This week my SICP Study Group is looking at functions as first-class objects. This means, among other things, that functions can be passed as arguments and returned as values of other functions. A few members of my group feel that the material covered is too theoretical and has little real-world value. I'm always a bit bemused by this, because I use ideas from SICP nearly every day, especially when it comes to higher-order functions. So I thought I'd use an example from my day job to show how this section of SICP is particularly useful.

Part of my job includes writing data-entry applications so that other team members can interact with my statistical models. I write these applications in Python, using a library called web.py.

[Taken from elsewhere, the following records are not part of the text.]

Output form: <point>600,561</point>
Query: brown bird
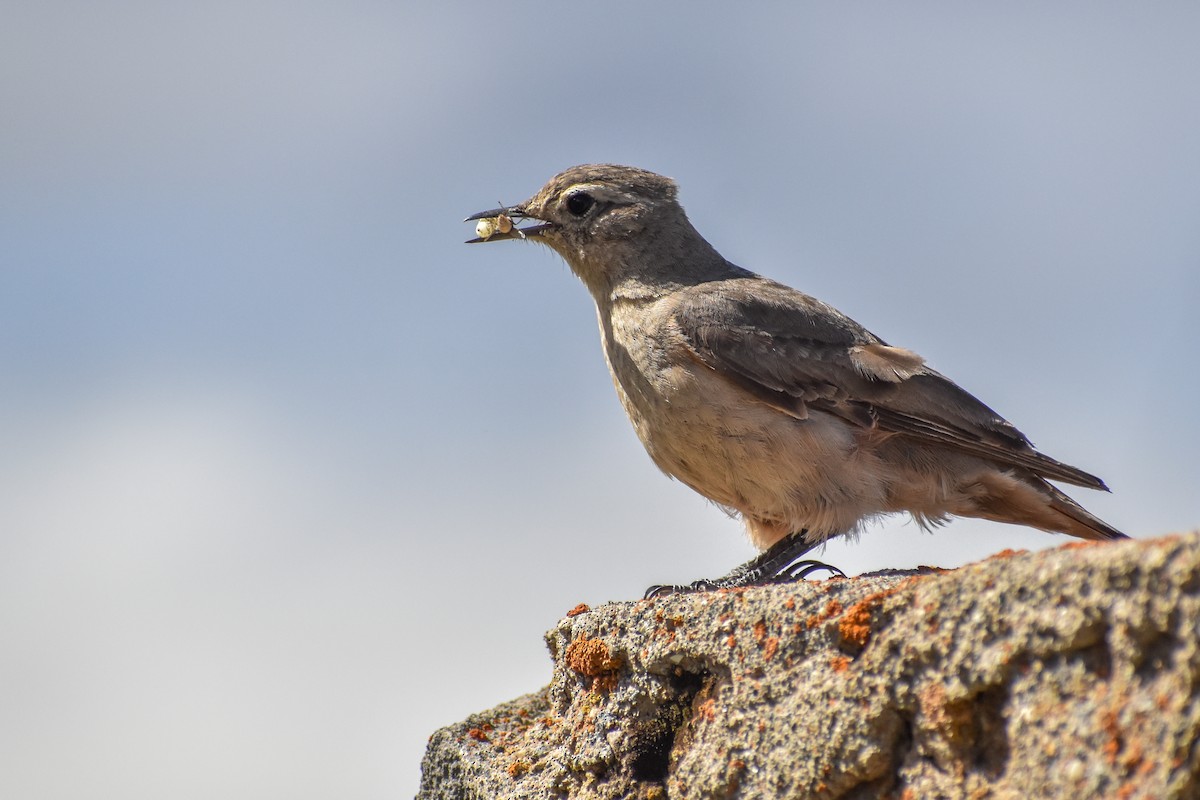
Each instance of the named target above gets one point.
<point>769,402</point>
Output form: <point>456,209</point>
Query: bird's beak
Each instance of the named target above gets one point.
<point>502,223</point>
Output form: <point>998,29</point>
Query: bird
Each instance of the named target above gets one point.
<point>771,403</point>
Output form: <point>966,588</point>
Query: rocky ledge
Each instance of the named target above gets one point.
<point>1067,673</point>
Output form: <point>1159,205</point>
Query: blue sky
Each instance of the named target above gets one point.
<point>291,477</point>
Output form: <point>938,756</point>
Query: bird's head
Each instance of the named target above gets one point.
<point>611,223</point>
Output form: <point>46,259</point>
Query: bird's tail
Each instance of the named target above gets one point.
<point>1026,499</point>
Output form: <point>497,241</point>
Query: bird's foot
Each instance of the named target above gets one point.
<point>777,564</point>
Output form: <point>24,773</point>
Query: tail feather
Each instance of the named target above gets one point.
<point>1092,525</point>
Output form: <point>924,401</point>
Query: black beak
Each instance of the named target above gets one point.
<point>510,216</point>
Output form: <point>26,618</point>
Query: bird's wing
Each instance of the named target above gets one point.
<point>796,353</point>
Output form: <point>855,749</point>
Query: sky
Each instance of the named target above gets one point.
<point>291,477</point>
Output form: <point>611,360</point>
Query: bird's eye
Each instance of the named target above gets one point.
<point>580,203</point>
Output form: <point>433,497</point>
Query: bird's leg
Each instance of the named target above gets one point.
<point>777,564</point>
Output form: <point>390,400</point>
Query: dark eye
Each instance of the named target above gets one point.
<point>580,203</point>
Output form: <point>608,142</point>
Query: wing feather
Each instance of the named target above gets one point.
<point>796,354</point>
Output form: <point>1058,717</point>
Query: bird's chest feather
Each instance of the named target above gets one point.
<point>696,425</point>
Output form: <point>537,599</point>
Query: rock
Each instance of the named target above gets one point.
<point>1067,673</point>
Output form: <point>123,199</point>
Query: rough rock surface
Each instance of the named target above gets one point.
<point>1068,673</point>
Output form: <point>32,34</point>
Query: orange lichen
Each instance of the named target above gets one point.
<point>591,657</point>
<point>1113,746</point>
<point>856,625</point>
<point>1006,554</point>
<point>771,648</point>
<point>832,609</point>
<point>1075,546</point>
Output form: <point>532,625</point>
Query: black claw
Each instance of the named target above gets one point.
<point>778,564</point>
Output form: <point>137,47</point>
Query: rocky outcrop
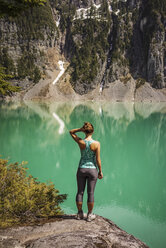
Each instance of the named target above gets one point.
<point>69,232</point>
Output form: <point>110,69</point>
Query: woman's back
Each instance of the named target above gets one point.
<point>88,156</point>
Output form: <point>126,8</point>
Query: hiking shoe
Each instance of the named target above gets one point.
<point>91,217</point>
<point>80,215</point>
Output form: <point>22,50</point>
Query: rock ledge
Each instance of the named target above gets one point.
<point>66,231</point>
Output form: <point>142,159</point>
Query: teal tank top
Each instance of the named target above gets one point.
<point>88,157</point>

In this library, we can assign to each web request URI a class to handle it.

What's a Class?

It's something we haven't seen before in our study group! I don't want to explain it in detail (you can check Wikipedia), but I hope it'll suffice to say this:

A class can be thought of as a way to capture, isolate, and reuse state between a group of functions. "State" is another concept we haven't seen in my group! We've only written stateless, functional programs. "State" here means data that exists independently of the functions, but is sometimes used or modified by the functions to perform its computation (exempli gratia, the balance of a bank account might be state between a group of functions that affect one's bank account). For instance, say we have a web server handling requests from the internet. Each request needs to perform a series of computations related to that request, but the data for each request, id est, the state of the request, should be kept separate from each other. This is exactly why web.py uses classes for requests. We can define what data or state our groups of functions need to share, and we can make copies of those groups (called "instances" of the class) that won't interfere with each other's state.

What's a Class look like?

Classes in Python have a name, some data members, and some functions. Classes to handle web requests with web.py generally look something like this:

class RequestHandler:
    request_var1 = "data..."
    request_var2 = "more data..."
    def GET(self):
        i = web.input()
        #code to handle request...
        return html_output

Web.py will look for a function GET inside the class when the web request comes with GET headers. Each time the application gets a web request, it creates a new instance of the class, id est, a fresh copy of the data and functions, and calls the new GET method with the new data.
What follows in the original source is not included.